Abstract. Synthetic aperture radar, SAR, is a high resolution imaging radar. The direct back-projection algorithm allows for a precise SAR output image reconstruction and can compensate for deviations in the flight track of airborne radars. Often graphic processing units, GPUs are used for data processing as the back-projection algorithm is computationally expensive and highly parallel. However, GPUs may not be an appropriate solution for applications with strictly constrained space and power requirements.
Introduction
Synthetic aperture radar, SAR, is a form of imaging radar that provides high quality mapping independent of light and weather conditions. SAR is used across a wide range of scientific and military applications including environmental monitoring, earth-resource mapping, surveillance, and reconnaissance. The principle of SAR operation is that a radar antenna is attached to an aircraft or spacecraft. The antenna transmits electromagnetic pulses and records their echoes.
An output image is reconstructed from echoed data that is interpreted as a set of projections. The direct back-projection algorithm provides a precise output image reconstruction and can compensate for deviations in the flight track. A very high number of operations is required to reconstruct the output image because each pixel contains data of hundreds of projections. Therefore, graphic processing units, GPUs, are often used for this type of SAR data processing. However, for applications with strict space and power requirements GPUs may not be an appropriate solution. For example, small unmanned aircraft systems may want to use the direct back-projection algorithm to compensate for deviations in the flight track but do not provide space and power for a computing system with a high performance GPU.

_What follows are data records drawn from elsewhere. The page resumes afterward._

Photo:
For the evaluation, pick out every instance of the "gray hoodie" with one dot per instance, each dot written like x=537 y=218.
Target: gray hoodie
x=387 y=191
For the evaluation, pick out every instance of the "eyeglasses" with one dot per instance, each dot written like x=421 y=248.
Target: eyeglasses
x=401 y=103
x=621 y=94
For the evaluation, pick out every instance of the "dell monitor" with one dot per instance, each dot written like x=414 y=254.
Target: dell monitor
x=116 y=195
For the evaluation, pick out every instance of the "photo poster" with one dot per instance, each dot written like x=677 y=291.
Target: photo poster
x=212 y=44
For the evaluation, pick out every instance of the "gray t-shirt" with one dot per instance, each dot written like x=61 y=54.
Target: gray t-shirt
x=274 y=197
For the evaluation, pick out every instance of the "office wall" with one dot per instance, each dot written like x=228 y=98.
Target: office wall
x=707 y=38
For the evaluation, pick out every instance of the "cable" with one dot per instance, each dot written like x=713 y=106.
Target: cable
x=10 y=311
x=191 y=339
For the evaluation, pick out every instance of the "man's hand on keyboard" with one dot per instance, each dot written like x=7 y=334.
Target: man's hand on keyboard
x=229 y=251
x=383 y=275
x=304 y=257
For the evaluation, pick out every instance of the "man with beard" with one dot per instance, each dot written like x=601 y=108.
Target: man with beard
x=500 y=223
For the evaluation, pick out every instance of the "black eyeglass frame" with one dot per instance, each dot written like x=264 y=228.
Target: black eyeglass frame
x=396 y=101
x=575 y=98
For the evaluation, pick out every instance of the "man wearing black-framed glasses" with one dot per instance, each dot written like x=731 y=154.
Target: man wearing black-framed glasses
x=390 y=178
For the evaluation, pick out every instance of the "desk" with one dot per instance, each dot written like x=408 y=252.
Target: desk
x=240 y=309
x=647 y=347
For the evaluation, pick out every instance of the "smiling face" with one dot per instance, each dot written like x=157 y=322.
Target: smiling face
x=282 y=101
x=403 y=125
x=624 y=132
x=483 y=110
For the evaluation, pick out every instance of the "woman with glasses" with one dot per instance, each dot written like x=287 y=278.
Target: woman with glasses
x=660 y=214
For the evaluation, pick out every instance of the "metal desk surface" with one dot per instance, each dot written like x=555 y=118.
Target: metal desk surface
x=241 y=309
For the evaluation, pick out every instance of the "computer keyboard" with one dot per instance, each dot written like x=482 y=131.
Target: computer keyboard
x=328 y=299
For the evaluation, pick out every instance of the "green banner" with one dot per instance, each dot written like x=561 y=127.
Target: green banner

In this paper, we describe how we map a specific SAR data processing application to a multi-core system on an FPGA. We design a scalable multi-core system consisting of Tinuso processor cores [10] and a 2D mesh interconnect. We evaluate the system by simulating data processing of the airborne POLARIS SAR [5] . This radar is currently used in the evaluation process of the European Space Agency's, ESA, BIOMASS candidate mission [6] . This mission aims for a P-band SAR satellite that provides global scale estimates for forest biomass.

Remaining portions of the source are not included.